Several therapeutic options to enhance an impaired hemostatic function are available, ranging from antifibrinolytics to replacement therapy with platelet transfusion or clotting factor concentrates. Tranexamic acid represents an important therapeutic aid for the management of mucocutaneous bleeding [27]. This synthetic derivative of the amino acid lysine exerts its antifibrinolytic effect through the reversible blockade of lysine binding sites on plasminogen molecules. It is a cheap and easy to use drug for the treatment and prevention of bleeding. Tranexamic acid is used at a dose of 15–25 mg/kg every 8 h for 3–6 days by oral or intravenous administration for bleeding or surgery. In addition, it can be used as mouthwash for oral bleeding or dental procedures. No evidence of increased thromboembolic or other significant adverse events has been reported in different large populations treated with tranexamic acid.
To control gynecological bleeding, hormone therapy alone or in combination with tranexamic acid is often used [28][29]. Oral contraceptives containing both progestin and estrogen should be started first. In women who failed to have a clinically useful response, a levonorgestrel-releasing intrauterine device may be recommended, such as in women with inherited bleeding disorders [30].
When tranexamic acid alone is not able to guarantee an effective hemostasis, desmopressin may be employed. Desmopressin (DDAVP, 1-deamino-8-D-arginin-vasopressin) is a synthetic analog of the antidiuretic hormone vasopressin, V2 agonist, able to increase VWF and FVIII in plasma, and, therefore, it is the drug of choice for mild hemophilia A and type 1 von Willebrand disease [31]. DDAVP is also clinically efficacious in patients with other, generally mild platelet function disorders of the [32][33][34][35][36], and its use is recommended for bleeding prophylaxis for situations at low risk of bleeding risk [37]. DDAVP-induced the rise of circulating VWF high-molecular-weight multimers, leading to an increased platelet adhesion to the injured vessel wall, which could enhance hemostasis in patients with platelet function disorders and in those with GD [38][39]. In addition, in vivo DDAVP strengthens the ability to form procoagulant platelets and increases platelet-dependent thrombin generation by inducing intracellular Na+ and Ca2+ fluxes [40]. DDAVP can be administered intravenously (0.3 µg/kg diluted in 50–100 mL saline and infused over 15–30 min), subcutaneously at the same dose, or intranasally (fixed doses of 300 µg in adults and 150 µg in children). Subsequent doses may be administered every 12–24 h, but a progressive reduction in magnitude of the response (tachyphylaxis) is observed after closely-spaced doses. Side effects, due to the vasomotor effect of the molecule, may include mild tachycardia, flushing, and headache. Rare side effects attributable to the antidiuretic properties of DDAVP are hyponatremia, especially in children below the age of 2, and volume overload. DDAVP should be used with caution in elderly subjects with atherosclerotic disease [41].
In GD patients with severe thrombocytopenia and/or severe functional defects, platelet transfusion may be recommended, as well as specific clotting factor concentrates administration when a serious coagulation defect is diagnosed [42]. Figure 2 summarizes the therapeutic options to enhance hemostasis and their mechanisms of action.
Figure 2. Therapeutic options to enhance hemostasis.

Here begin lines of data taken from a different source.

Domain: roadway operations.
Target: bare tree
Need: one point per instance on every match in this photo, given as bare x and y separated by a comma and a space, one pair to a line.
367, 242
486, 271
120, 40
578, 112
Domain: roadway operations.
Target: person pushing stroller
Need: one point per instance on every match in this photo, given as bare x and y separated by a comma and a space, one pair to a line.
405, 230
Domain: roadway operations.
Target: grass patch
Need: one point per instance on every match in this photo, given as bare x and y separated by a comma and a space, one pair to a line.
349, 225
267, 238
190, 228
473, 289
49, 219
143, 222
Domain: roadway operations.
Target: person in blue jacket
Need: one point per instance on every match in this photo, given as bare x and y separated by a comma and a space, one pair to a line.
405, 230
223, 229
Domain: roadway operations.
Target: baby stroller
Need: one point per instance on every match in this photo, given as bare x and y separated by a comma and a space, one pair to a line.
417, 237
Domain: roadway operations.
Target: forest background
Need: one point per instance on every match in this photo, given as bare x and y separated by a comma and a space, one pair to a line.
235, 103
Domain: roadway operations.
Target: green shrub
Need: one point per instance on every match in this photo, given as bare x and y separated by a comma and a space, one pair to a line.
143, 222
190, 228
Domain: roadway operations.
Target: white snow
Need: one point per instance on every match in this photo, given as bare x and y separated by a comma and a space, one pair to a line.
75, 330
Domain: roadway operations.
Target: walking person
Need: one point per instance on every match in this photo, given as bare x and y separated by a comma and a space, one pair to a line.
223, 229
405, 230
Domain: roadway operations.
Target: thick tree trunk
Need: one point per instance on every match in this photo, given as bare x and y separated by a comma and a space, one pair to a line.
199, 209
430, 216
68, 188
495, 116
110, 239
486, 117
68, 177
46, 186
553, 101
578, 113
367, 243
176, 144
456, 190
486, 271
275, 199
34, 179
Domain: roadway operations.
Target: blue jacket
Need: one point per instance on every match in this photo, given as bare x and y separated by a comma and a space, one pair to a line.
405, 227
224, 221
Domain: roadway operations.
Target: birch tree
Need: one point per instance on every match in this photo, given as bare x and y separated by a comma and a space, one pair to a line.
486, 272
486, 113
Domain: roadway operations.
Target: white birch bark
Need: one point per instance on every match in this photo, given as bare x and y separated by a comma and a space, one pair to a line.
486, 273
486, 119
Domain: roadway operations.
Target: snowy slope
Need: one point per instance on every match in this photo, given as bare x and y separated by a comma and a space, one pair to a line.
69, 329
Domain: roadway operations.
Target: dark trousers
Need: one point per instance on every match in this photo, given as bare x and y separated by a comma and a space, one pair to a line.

Several agents with action on different hemostatic phases are available. In primary hemostasis, platelet transfusion increases platelet number and improves their function, whereas desmopressin increases von Willebrand factor and FVIII and improves platelet adhesion. In the coagulation pathway, desmopressin increases FVIII, whereas clotting factor concentrates increase levels of corresponding coagulation factors (e.g., FII, FVII, FIX, FX, FVIII).
In the fibrinolysis, tranexamic acid blocks plasmin generation and can be administered alone or with all the other treatments.